Publicly listed companies in the Vision Fund are on average down 62 per cent from their listings. Of 24 IPOs in 2021, only three have gained in price since trading started, said Kirk Boodry, a tech analyst at Redex Research in Tokyo.

Son appears to be running out of options to restore investor confidence, with share buybacks becoming less effective in preventing a further slide in SoftBank’s share price.

The ¥1tn ($7.8bn) repurchase programme announced last autumn not only failed to stem the 40 per cent fall in the shares over the past year, but it has “concentrated systemic risks and destroyed value”, said Amir Anvarzadeh at Asymmetric Advisors.

The group could also sell down its stakes in Chinese ecommerce giant Alibaba or its Japanese telecoms unit, SoftBank Corp, but the divestitures would mean Son would not be able to borrow against these shares to fund fresh investments.

The telecoms business is also highly profitable and generates steady cash for the group, notes one long-term SoftBank shareholder. Selling Alibaba shares at less than a third of their peak value in October 2020 would be painful for Son too.

“It’s difficult to say how long this will last,” said a person close to the Vision Fund. “The factors are very different [to the Covid-19 crisis].”

Son was hopeful about listing Arm, the UK chip designer SoftBank bought for $31bn in 2016.

SoftBank plans to take the company public after its sale to Nvidia collapsed over regulatory hurdles. It has already secured billions of dollars in loans borrowed from banks involved in the listing against Arm’s shares.

While SoftBank sunk to its biggest ever loss, Arm reported record annual revenue of $2.7bn, up 35 per cent from the previous year.

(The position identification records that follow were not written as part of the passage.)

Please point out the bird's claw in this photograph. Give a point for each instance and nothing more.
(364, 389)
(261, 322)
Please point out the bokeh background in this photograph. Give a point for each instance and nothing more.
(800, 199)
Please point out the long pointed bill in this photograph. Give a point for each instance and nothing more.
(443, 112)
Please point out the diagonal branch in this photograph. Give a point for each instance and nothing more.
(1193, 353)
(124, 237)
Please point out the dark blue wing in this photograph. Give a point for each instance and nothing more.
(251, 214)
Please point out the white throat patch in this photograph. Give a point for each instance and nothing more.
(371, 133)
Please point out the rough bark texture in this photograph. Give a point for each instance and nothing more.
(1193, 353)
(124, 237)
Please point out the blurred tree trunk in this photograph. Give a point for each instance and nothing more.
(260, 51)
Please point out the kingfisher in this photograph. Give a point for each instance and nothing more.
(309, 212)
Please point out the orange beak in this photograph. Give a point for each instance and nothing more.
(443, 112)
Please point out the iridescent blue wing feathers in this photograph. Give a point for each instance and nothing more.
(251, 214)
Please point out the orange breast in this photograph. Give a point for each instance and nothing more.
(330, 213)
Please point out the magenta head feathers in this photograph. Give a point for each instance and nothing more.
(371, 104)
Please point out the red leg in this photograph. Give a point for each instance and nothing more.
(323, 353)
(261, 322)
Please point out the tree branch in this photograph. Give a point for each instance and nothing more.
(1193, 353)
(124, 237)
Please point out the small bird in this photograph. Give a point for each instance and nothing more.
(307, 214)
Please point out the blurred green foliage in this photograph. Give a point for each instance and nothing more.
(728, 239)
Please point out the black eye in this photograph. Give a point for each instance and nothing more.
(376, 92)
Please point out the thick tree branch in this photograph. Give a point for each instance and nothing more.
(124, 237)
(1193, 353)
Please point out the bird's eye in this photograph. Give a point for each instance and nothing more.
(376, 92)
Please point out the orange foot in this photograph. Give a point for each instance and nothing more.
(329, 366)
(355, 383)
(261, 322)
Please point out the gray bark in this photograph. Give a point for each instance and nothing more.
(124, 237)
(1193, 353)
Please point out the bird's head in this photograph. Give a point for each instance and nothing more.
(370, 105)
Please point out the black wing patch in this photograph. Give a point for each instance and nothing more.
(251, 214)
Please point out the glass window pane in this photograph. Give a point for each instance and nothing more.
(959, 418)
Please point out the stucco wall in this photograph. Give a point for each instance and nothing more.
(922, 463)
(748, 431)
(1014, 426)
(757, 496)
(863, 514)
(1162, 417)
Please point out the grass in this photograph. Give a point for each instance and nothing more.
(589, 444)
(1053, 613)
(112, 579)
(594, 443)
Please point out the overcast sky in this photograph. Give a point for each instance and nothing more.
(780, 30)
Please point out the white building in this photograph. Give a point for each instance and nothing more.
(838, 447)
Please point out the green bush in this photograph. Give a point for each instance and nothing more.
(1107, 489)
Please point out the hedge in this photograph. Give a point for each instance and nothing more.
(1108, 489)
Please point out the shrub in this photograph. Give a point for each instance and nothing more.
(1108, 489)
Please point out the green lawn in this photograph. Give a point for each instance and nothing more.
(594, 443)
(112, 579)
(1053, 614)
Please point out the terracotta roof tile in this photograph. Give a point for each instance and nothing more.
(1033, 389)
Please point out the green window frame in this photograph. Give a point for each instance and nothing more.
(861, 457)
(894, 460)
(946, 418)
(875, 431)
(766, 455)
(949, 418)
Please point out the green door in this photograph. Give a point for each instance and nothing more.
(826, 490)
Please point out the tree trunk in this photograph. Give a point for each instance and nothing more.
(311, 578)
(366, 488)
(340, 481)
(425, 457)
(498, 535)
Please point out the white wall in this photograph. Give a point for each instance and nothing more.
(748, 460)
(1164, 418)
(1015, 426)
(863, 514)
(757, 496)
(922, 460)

Its licensing business revenue grew by close to two-thirds with royalties increasing by a fifth to $1.5bn, surprising some analysts after years of meagre performance.

“When I look at what we’ve achieved in the past year, I really see the validation of the strategy that we put in place three or four years ago coming to life,” chief executive Rene Haas told the Financial Times.

But Son has had to dial back his expectations on Arm too, with his targeted valuation of $66bn now in doubt with rising interest rates and changing investor attitudes casting a chill on listings.

“All I can say is we’re preparing,” said Haas when asked if the IPO will be postponed.

“I don’t think Arm will raise anywhere as much as hoped . . . this is a busted flush but one all investment banks have big incentive to prop up and support and lend to given the IPO fee,” said Anvarzadeh.

SoftBank’s shares rose 12 per cent the day after Son’s presentation, but Boodry said that the optimism could be premature.

“It looks like some people think that because there was a record loss, things have somehow been reset — we don’t think so,” said Boodry, “we think there’s a reason to be worried.”